I have some strange function: $s(n)=\min\{m\in {\mathbb N} \mid C_n^m\cdot e^{-m^3/(\ln m)^{10}}<1\}$ and I need to find asymptotics for it. I have a solution for this except one last step, I believe. So any help would be appreciated.
Solution is as follows: first we observe that $m = o(\sqrt n)$, in other cases ($m \ge \sqrt n$) exponent decreases much faster compared to growth of binomial coefficient. So, for the case of $m = o(\sqrt n)$ we could write following chain of (asymptotical) equalities:
\begin{align} C_n^m\cdot e^{-m^3/(\ln m)^{10}} & \sim \frac{n^m}{m!} \cdot e^{-m^3/(\ln m)^{10}} \\ &= e^{m \ln n - \ln m! - m^3/(\ln m)^{10}} \\ &\sim e^{m \ln n - m \ln m \cdot (1 + o(1)) - m^3/(\ln m)^{10}} \\ \end{align}
For last equation to be less than $1$, exponent argument should be less than/asymptotically equal to $0$:
\begin{align} & m \ln n - m \ln m \cdot (1 + o(1)) - \frac{m^3}{(\ln m)^{10}} \sim 0 \\ & \ln n - \ln m \cdot (1 + o(1)) - \frac{m^2}{(\ln m)^{10}} \sim 0 \\ & \ln n - \frac{m^2}{(\ln m)^{10}} \cdot (1 + o(1)) \sim 0 \\ \end{align}
And in the last equation I should find $m$ in terms of $n$. And I don't know how can I do that. May be I missed something on the previous steps and $(\ln m)^{10}$ could be removed somehow. But I cannot see a way to do that.

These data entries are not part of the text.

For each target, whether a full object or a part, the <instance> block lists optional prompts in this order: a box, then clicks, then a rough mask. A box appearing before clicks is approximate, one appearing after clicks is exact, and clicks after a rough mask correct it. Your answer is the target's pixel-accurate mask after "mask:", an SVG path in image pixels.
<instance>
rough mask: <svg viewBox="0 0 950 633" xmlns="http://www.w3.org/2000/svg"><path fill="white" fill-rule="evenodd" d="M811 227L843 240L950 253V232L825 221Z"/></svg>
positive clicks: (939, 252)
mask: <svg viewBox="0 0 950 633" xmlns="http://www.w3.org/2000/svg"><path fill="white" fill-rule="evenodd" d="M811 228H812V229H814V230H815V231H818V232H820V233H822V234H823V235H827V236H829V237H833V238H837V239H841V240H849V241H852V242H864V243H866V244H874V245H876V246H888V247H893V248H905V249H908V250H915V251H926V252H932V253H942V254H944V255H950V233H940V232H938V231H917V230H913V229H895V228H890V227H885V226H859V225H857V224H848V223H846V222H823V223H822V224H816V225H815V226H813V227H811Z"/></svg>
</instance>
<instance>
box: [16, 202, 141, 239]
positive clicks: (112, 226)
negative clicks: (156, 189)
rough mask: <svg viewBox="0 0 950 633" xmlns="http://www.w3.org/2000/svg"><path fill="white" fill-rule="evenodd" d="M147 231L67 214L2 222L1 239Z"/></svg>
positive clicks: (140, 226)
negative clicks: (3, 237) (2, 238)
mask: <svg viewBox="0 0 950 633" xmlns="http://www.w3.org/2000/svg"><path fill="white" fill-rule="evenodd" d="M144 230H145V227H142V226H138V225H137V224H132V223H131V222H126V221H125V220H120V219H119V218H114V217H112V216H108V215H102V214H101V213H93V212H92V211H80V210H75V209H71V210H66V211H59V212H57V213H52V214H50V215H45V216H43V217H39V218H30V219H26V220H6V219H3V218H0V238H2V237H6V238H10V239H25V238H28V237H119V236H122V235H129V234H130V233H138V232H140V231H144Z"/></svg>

Thanks in advance for any ideas.
$\def\tfrac#1#2{{\textstyle\frac{#1}{#2}}}$ Your approach seems to be in the direct direction, but you need to do more work and be more rigourous, especially when using asymptotic expansions of binomial coefficients. You expanded $\log m!$ correctly keeping the asymptotic error term $o(1)$, but you didn't do the same for $n!/(n-m)!$, which isn't really correct.
Especially you need to keep trying different asymptotic forms for $m$; if $m=o(n^\gamma)$ for every $\gamma>0$, the next thing to try is always some power of $\log n$.
Also, it is wrong to write $$ \text{anything} \sim 0, $$ because the definition of $f(x)\sim g(x)$ is $\lim_{x\to\infty}f(x)/g(x)=1$. The leading asymptotic term will be obtained from $$ \text{something} \sim m^3/(\log m)^{10},$$ but even after the leading term is found, the exponent will not be asymptotically constant, because of smaller terms, so expecting the exponent to be $\sim 0$ is wrong.
First, because $n$ is large, we can ignore the way $m$ is restricted to positive integers, and instead consider the equation $$ {n\choose m}e^{-m^3/\log^{10} m} = 1 $$ with real $m$ and $n$. Taking the logarithm of it, we get $$ \log\Gamma(n)-\log\Gamma(m)-\log\Gamma(n-m) = f(m), $$ where $f(m) = m^3/\log^{10}m$. Expanding using Stirling's formula, and simplifying gives the following equation that must be satisfied by $m$: $$ m\log(n/m) + O(m^2/n+m) = f(m). $$
Then proceed by trial and error. First, write $m\sim \rho n^\gamma$, $0<\gamma<\frac12$: $$ (1-\gamma)\rho n^\gamma\log n + O(n^\gamma+n^{2\gamma-1}) \sim n^{3\gamma}/\log^{10} n. $$ Clearly this cannot be solved (as you said), because it requires $\gamma=3\gamma$, $\gamma=0$, and we started with $\gamma>0$.
So, after some attempts, try the form $m\sim\rho (\log n)^\beta (\log\log n)^\delta$, which gives $$ \rho (\log n)^{\beta+1}(\log\log n)^\delta \sim \frac{\rho^3 (\log n)^{3\beta} (\log\log n)^{3\delta}} { (\beta \log \log n)^{10} }, $$ which can be solved for the unknowns.